“La llaman la reina de la narrativa. Para los lectores que disfrutamos de la novela histórica, no puede ser de otra forma: es un género apasionante y dicen los expertos que se trata del más difícil de ejercer, ya que el escritor debe enfrentarse a grandes retos antes y durante su proceso creativo”.
Así inició Verónica Rodríguez Sánchez sus palabras dedicadas a la novela “El mismo silencio” (Editorial NitroPress, 2020), de Adolfo Calderón Sabido, quien el sábado pasado dio a conocer su obra, en el marco de las actividades que el Ayuntamiento realizó por el Día Nacional del Libro.
De acuerdo con información proporcionada, entre puestos de anticuarios, vendedores de libros nuevos y usados y artistas independientes que expusieron sus trabajos en la explanada del Centro Cultural “José Martí” del Parque de las Américas, Adolfo estuvo acompañado también de la periodista Renata Marrufo Montañez, quien destacó que la novela de Fito, como lo conocen sus amigos, es resultado de una investigación de años y conversaciones con personas que recuerdan o transmiten de manera oral los episodios de la Revolución Mexicana.
“Es un viaje mental en el tiempo que se sustenta en la investigación y la vorágine de ideas y personajes que invaden la mente del artista, para enmarañarlos ordenadamente con hechos reales. En ese sentido, ‘El mismo silencio’ es una obra que articula vivencias con ficción, y a la que a Adolfo Calderón le dedicó siete años a través del uso de técnicas como el levantamiento de entrevistas, el uso de cartas y diálogos imaginarios que entrelazó con su historia de vida. Por qué no decirlo, algo tiene de autobiográfica esta novela en la que el escritor conoce íntimamente y a la perfección a sus personajes; sus reacciones ante las situaciones que los ponen al límite cuando se sienten abandonados, por ejemplo”, indicó en su momento Verónica Rodríguez.
“Ésta es una historia que no describe hechos históricos de manera fría y cronológica, sino de manera cruda, apasionada y de una manera que puede desgarrar a sus personajes y mostrar hasta el más oscuro rincón de sus almas”, añadió Renata Marrufo. “Una novela que nos lleva de la mano, como lectores, dejando atrás los hechos como los aprendimos en los libros de la escuela, convirtiendo esas clases como una lejana versión de lo que pudo ser la realidad”.
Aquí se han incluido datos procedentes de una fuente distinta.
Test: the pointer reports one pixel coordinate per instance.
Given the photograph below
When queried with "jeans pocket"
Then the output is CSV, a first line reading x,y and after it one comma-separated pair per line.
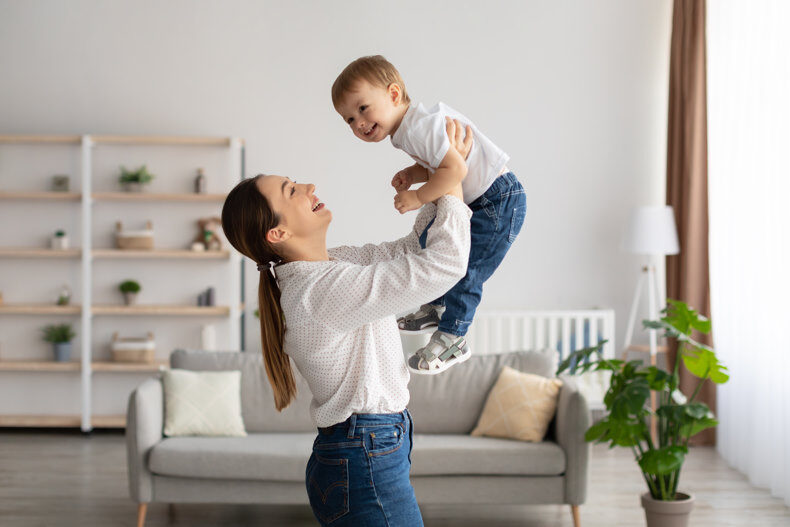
x,y
386,440
516,221
327,487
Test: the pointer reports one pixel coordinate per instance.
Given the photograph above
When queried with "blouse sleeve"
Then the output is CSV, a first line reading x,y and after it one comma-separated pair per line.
x,y
349,295
373,253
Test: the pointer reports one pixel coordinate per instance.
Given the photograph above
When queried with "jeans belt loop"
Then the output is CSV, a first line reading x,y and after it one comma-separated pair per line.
x,y
352,425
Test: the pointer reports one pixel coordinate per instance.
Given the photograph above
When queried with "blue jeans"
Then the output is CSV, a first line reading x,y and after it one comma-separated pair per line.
x,y
358,474
497,217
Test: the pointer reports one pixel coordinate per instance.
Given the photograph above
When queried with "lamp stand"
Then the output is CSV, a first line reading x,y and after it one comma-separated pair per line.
x,y
653,293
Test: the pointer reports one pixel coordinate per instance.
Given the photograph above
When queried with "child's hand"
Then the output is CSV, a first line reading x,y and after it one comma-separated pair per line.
x,y
402,180
406,200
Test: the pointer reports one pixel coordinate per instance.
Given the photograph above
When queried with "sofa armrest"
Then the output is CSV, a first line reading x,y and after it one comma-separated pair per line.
x,y
144,425
573,420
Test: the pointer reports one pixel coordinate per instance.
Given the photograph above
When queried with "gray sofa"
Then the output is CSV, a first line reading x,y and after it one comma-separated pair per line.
x,y
448,465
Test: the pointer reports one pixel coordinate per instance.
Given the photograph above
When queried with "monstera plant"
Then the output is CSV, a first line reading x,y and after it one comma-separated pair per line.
x,y
678,418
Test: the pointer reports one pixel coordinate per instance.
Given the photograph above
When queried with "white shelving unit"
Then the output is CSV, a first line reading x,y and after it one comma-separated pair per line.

“Lo que quizá la mayoría de los lectores no alcanzamos a sospechar es cuán complicado suele ser el trabajo que se tiene entre las manos mientras se lee ‘El mismo silencio’”, consideró Verónica Rodríguez.
“La investigación de campo, por ejemplo, fue tan agotadora como obligada, más si se trata de un libro que se escribió con pasión y no por encargo editorial, ni por moda o ambición comercial, como acertadamente refieren las reseñas publicadas en medios locales y nacionales. Mucho hubo de indagar Fito en asuntos concretos y variados, incluido quizá el caló de la época, todo para después evocar los espacios, las atmósferas, los sentimientos y las frases que hubiese dicho Salvador Alvarado incluso en la intimidad”.
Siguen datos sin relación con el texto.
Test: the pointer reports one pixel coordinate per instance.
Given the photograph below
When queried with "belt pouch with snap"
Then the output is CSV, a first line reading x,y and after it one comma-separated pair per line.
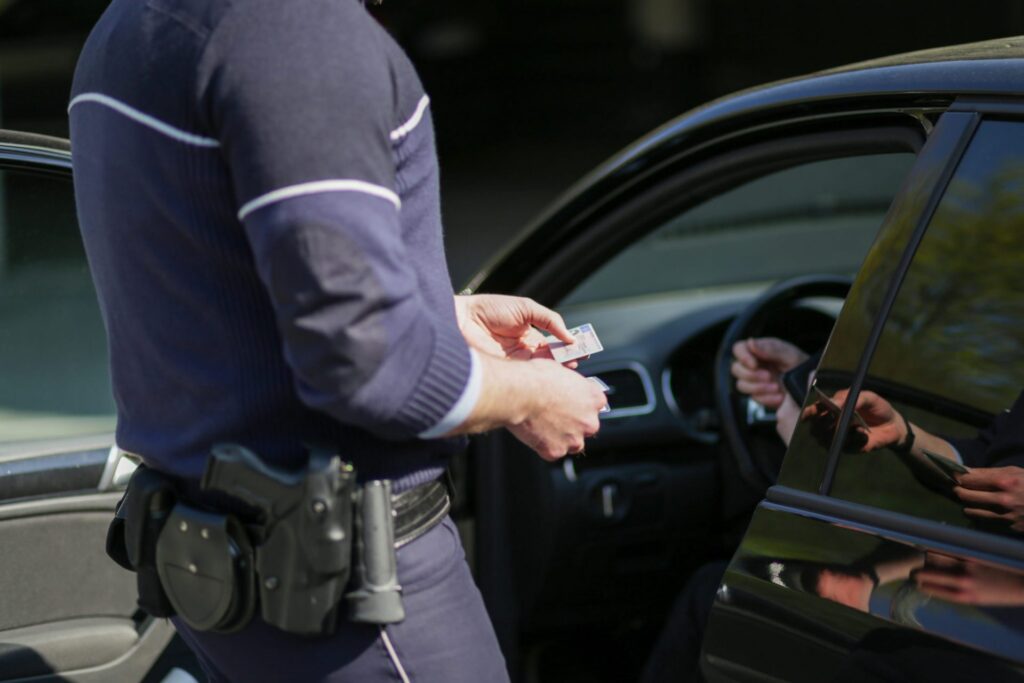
x,y
206,567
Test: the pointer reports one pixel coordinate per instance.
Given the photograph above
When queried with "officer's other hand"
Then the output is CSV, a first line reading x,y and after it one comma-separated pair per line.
x,y
993,493
507,327
758,366
564,414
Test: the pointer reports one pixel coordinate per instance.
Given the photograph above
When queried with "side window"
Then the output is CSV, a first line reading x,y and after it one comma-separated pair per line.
x,y
53,372
950,358
815,217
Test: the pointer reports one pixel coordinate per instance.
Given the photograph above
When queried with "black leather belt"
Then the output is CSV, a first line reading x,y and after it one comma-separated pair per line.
x,y
418,510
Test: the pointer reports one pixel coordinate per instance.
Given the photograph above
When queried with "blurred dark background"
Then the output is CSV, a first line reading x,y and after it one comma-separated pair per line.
x,y
530,94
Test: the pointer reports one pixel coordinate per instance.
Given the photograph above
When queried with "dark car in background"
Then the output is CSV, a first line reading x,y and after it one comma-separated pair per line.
x,y
750,216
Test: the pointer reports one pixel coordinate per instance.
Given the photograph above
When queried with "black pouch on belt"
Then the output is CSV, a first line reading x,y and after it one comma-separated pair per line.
x,y
131,538
205,563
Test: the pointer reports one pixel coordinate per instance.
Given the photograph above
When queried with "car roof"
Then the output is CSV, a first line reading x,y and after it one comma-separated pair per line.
x,y
922,80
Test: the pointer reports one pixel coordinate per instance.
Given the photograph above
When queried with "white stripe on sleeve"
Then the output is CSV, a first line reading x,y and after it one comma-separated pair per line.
x,y
316,187
406,128
144,119
464,407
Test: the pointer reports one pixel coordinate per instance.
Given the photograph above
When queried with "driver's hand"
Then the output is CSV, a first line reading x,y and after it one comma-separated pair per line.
x,y
758,366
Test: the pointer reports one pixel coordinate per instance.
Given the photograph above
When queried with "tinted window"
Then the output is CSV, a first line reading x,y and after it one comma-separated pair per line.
x,y
815,217
53,374
808,453
950,358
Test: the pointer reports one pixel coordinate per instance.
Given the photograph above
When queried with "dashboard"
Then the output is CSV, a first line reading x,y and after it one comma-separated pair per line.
x,y
659,357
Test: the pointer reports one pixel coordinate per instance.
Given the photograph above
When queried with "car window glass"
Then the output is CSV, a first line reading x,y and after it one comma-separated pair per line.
x,y
807,455
950,358
814,217
53,372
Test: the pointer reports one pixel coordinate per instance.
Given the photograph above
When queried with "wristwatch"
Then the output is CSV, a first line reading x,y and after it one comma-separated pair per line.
x,y
904,446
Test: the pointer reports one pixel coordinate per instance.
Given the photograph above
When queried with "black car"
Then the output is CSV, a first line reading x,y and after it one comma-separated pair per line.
x,y
750,216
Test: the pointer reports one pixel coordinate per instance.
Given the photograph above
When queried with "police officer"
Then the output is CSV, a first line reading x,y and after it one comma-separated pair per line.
x,y
258,193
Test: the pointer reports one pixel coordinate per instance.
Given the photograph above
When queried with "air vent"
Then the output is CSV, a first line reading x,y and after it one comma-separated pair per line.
x,y
630,390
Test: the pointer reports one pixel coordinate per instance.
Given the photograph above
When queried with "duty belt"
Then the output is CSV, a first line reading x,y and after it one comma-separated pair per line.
x,y
301,546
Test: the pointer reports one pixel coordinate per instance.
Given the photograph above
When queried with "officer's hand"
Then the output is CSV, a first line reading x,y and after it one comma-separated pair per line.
x,y
564,414
993,493
505,327
758,366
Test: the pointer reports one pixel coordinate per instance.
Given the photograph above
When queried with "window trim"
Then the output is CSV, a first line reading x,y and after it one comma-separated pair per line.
x,y
918,531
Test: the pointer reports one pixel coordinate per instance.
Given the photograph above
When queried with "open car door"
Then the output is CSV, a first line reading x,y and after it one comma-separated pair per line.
x,y
67,611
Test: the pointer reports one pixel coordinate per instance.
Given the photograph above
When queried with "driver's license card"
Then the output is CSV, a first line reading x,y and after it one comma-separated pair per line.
x,y
836,411
586,343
Y es que, a la par de continuar con la presentación de “El mismo silencio” en diferentes foros locales y fuera de Yucatán, a dos años de haberse publicado, Adolfo Calderón prepara una nueva novela, una historia de denuncia social y relatada desde un poblado de Yucatán, lugar al que el escritor trasladó su vida para recoger los hechos de viva voz de los implicados.
“Yucatán necesita más premios como el Premio Estatal de Novela Corta ‘Tiempos de escritura’ 2020, como el que ganó mi novela, y casas editoriales que crean en el trabajo de excelentes escritores que poco a poco surgen para llevar el nombre de la literatura estatal más allá de nuestras fronteras”, destacó Adolfo Calderón, quien ahora quiere dedicarse de tiempo completo a la novela que narra el caso de la niña de seis años asesinada y tirada a un pozo en el municipio de Tahdziú, calificado como el más pobre del Estado.
“Éste es un trabajo que por la promoción de ‘El mismo silencio’ dejé congelado, pero ya es tiempo de retomarlo, porque ha sido mucho tiempo invertido en él y ya deseo publicarlo”, concluyó Calderón Sabido mientras firmaba ejemplares al término de su presentación.